Freedom of navigation

  • Freedom of navigation (FON) is a principle of customary international law that ships flying the flag of any sovereign state shall not suffer interference from other states, apart from the exceptions provided for in international law.
  • In the realm of international law, it has been defined as freedom of movement for vessels, freedom to enter ports and to make use of plant and docks, to load and unload goods and to transport goods and passengers.

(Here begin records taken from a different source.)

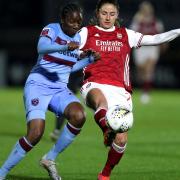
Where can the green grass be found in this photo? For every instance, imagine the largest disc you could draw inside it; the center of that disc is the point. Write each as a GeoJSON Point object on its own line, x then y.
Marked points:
{"type": "Point", "coordinates": [153, 151]}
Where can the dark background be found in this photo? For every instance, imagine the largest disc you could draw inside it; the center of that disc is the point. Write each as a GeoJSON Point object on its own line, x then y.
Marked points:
{"type": "Point", "coordinates": [21, 22]}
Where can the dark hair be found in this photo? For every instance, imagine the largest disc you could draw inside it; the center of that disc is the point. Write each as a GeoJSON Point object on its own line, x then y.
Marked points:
{"type": "Point", "coordinates": [100, 3]}
{"type": "Point", "coordinates": [69, 8]}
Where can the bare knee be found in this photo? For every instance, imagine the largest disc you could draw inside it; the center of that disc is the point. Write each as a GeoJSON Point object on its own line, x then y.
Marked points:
{"type": "Point", "coordinates": [35, 131]}
{"type": "Point", "coordinates": [77, 118]}
{"type": "Point", "coordinates": [121, 139]}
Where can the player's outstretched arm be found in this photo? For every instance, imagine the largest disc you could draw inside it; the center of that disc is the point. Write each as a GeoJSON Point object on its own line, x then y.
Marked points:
{"type": "Point", "coordinates": [45, 46]}
{"type": "Point", "coordinates": [160, 38]}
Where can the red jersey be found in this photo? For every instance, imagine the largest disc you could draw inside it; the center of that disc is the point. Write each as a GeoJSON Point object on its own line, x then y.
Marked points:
{"type": "Point", "coordinates": [114, 49]}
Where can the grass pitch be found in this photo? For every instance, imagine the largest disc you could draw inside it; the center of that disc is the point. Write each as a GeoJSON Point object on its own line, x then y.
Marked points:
{"type": "Point", "coordinates": [153, 151]}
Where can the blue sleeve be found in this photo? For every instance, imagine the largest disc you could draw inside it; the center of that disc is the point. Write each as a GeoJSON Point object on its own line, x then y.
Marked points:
{"type": "Point", "coordinates": [45, 46]}
{"type": "Point", "coordinates": [82, 63]}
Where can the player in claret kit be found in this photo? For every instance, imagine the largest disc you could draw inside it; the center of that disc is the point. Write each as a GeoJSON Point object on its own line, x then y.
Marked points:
{"type": "Point", "coordinates": [107, 81]}
{"type": "Point", "coordinates": [46, 89]}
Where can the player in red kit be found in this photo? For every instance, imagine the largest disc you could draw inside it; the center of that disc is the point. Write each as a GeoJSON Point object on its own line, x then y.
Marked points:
{"type": "Point", "coordinates": [107, 82]}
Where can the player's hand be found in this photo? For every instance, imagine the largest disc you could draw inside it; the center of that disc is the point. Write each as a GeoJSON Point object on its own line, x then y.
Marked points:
{"type": "Point", "coordinates": [90, 52]}
{"type": "Point", "coordinates": [72, 45]}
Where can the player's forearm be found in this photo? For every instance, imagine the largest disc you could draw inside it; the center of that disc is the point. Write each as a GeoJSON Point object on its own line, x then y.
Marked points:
{"type": "Point", "coordinates": [82, 63]}
{"type": "Point", "coordinates": [160, 38]}
{"type": "Point", "coordinates": [45, 46]}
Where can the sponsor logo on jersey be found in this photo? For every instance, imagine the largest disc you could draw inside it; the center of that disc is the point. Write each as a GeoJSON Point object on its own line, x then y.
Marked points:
{"type": "Point", "coordinates": [35, 101]}
{"type": "Point", "coordinates": [97, 35]}
{"type": "Point", "coordinates": [109, 45]}
{"type": "Point", "coordinates": [119, 36]}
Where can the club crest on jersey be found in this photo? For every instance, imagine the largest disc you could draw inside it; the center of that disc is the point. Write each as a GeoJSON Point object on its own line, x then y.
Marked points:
{"type": "Point", "coordinates": [119, 36]}
{"type": "Point", "coordinates": [45, 32]}
{"type": "Point", "coordinates": [35, 101]}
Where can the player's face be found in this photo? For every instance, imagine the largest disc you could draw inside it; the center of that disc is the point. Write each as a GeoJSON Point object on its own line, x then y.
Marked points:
{"type": "Point", "coordinates": [107, 15]}
{"type": "Point", "coordinates": [72, 23]}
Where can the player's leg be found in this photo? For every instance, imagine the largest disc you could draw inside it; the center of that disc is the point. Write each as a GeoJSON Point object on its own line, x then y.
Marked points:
{"type": "Point", "coordinates": [59, 122]}
{"type": "Point", "coordinates": [64, 103]}
{"type": "Point", "coordinates": [35, 114]}
{"type": "Point", "coordinates": [115, 154]}
{"type": "Point", "coordinates": [35, 129]}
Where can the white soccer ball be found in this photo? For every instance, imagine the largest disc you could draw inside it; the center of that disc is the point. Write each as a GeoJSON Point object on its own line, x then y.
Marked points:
{"type": "Point", "coordinates": [119, 119]}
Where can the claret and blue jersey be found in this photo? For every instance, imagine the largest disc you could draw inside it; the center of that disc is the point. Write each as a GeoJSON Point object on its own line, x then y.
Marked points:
{"type": "Point", "coordinates": [54, 64]}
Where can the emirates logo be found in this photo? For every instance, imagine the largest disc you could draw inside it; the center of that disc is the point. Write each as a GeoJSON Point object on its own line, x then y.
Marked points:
{"type": "Point", "coordinates": [119, 36]}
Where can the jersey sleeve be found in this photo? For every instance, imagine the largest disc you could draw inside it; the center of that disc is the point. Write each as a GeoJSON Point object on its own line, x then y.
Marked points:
{"type": "Point", "coordinates": [83, 37]}
{"type": "Point", "coordinates": [134, 38]}
{"type": "Point", "coordinates": [49, 32]}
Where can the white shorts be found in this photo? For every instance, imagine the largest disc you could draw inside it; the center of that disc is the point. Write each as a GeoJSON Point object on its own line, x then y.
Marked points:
{"type": "Point", "coordinates": [144, 53]}
{"type": "Point", "coordinates": [113, 94]}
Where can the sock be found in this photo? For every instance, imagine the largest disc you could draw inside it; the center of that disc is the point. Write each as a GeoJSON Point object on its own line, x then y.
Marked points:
{"type": "Point", "coordinates": [17, 154]}
{"type": "Point", "coordinates": [114, 156]}
{"type": "Point", "coordinates": [147, 86]}
{"type": "Point", "coordinates": [99, 117]}
{"type": "Point", "coordinates": [66, 137]}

This right is now also codified in the 1982 United Nations Convention on the Law of the Sea.
  • Not all UN member states have ratified the convention, notably, the United States has signed, but not ratified the convention – However, United states enforces the practice.

US and Freedom of Navigation Operations (FONOPS)

  • The US Department of Defense defines FONOPs as “operational challenges against excessive maritime claims” through which “the United States demonstrates its resistance to excessive maritime claims.”
  • The United States has an institutionalized FONOPs program called the Freedom of Navigation Program, which undertakes many FONOPs around the world every year.
  • U.S. armed forces have conducted FONOPs in areas claimed by other countries but considered by the U.S. to be international waters.

United Nations Convention on the Law of the Sea (UNCLOS)

  • United Nations Convention on the Law of the Sea (UNCLOS) is the international agreement defining the rights and responsibilities of nations with respect to their use of the world’s oceans, establishing guidelines for businesses, the environment, and the management of marine natural resources.
  • UNCLOS replaces the older ‘freedom of the seas’ concept, dating from the 17th century: national rights were limited to a specified belt of water extending from a nation’s coastlines according to the ‘cannon shot’ rule.
  • All waters beyond national boundaries were considered international waters: free to all nations, but belonging to none of them.
  • While India ratified UNCLOS in 1995, the U.S. has failed to do it so far.